If the borrowers deposit funds from loans in (b) above, the M1 money supply will increase.

  1. Identify each of the following events as:
  2. a) Part of an expansionary fiscal policy
  3. b) Part of a contractionary fiscal policy
  4. c) Part of an expansionary monetary policy
  5. d) Part of a contractionary monetary policy

 

 

  1. The corporate income tax rate is increased.

 

Part of a contractionary fiscal policy.

 

  1. Defense spending is increased.

 

Part of an expansionary fiscal policy

 

  • Families are allowed to deduct all daycare expenses from their federal income taxes.

 

Part of an expansionary fiscal policy

 

  1. The Federal Reserve Bank sells Treasury securities.

Part of a contractionary monetary policy

  1. The Federal Reserve Bank buys Treasury securities.

Part of expansionary monetary policy

  1. Assume the Federal government runs a budget deficit in the current fiscal year.
  2. How can the Federal government fund (finance) the budget deficit?

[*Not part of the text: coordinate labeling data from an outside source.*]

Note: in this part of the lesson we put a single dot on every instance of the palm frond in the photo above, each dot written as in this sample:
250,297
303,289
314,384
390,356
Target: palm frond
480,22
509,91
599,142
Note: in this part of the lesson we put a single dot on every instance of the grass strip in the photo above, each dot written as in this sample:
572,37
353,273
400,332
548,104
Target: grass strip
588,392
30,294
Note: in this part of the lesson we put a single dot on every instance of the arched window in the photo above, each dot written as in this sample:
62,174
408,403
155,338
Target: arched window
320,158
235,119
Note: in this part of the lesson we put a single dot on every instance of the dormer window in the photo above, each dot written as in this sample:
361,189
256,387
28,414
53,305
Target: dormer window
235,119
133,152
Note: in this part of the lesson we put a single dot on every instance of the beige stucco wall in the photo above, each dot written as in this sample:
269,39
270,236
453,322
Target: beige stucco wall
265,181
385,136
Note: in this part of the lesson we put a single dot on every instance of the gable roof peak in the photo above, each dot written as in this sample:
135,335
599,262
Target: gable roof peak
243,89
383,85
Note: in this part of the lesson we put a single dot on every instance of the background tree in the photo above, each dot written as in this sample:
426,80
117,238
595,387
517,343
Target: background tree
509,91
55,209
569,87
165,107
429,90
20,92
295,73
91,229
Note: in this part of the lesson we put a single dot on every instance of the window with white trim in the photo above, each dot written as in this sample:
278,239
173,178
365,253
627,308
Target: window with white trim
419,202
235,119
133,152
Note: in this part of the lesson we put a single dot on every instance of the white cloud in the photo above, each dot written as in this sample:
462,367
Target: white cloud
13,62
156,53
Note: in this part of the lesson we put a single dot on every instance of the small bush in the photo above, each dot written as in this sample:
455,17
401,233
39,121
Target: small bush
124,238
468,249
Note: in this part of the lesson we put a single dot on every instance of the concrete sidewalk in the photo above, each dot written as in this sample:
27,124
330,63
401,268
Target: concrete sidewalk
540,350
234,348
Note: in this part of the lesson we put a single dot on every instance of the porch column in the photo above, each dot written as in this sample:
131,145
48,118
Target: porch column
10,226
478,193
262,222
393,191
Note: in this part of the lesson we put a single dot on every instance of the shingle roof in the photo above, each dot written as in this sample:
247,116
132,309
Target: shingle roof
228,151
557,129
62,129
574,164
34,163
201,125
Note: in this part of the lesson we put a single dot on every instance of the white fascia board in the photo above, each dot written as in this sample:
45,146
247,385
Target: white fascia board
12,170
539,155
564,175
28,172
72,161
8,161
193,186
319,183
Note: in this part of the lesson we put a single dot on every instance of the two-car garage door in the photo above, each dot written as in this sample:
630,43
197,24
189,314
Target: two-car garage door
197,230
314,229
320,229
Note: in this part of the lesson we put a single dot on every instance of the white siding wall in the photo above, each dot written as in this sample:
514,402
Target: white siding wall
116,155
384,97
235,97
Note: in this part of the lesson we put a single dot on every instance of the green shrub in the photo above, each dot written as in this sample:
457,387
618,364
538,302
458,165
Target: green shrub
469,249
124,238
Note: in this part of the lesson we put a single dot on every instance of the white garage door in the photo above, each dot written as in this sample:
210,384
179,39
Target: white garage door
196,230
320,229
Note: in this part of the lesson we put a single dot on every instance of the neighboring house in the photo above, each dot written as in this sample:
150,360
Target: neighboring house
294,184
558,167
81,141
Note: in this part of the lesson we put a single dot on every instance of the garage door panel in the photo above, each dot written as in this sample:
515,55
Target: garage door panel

If the government spending exceeds taxes revenues, then it experiences a budget deficit. The government can finance the budget deficit by issuing government bonds (Croushore, 2007). When the government borrows money from financial institutions, interest rates will increase. Similarly, the situation would result in crowd out of some private investment spending. Second, the government can finance budget deficit by creating new money (Croushore, 2007). The government can decide to print new money: however, spending will increase without a reduction in consumption or investment.

  1. If the Federal government decides to issue U.S. Treasury securities to fund the deficit, what will happen to the level of national debt, all other factor held constant?

The level of national debt will reduce. Treasury securities are varieties of financial assets that any person can buy (Layton, Robinson & Tucker, 2011). Therefore, when a person buys a treasury bond, he loans the money to the Federal government.

iii. Assuming the Federal government and firms compete for the same savers’ dollars in the loanable funds market, what will likely happen to interest rates?

The interest rates will increase. When the Federal government and firms compete, it means that the demand for the savers’ dollars in the loanable funds market is high; therefore, the interest rate will rise.

  1. Given your answer under (ii & iii) above, is crowding out more or less likely to occur if the deficit is funded by Treasury securities? Explain.

If the government funds budget deficit through issuing bonds, the crowd out is more likely to occur because the increase in interest rates will result in businesses cutting back their investment spending.

 

References

Croushore, D. D. (2007). Money and banking: A policy-oriented approach. Boston, MA: Houghton Mifflin Co.

Layton, A., Robinson, T. J., & Tucker, I. B. (2011). Economics for today. Cengage learning.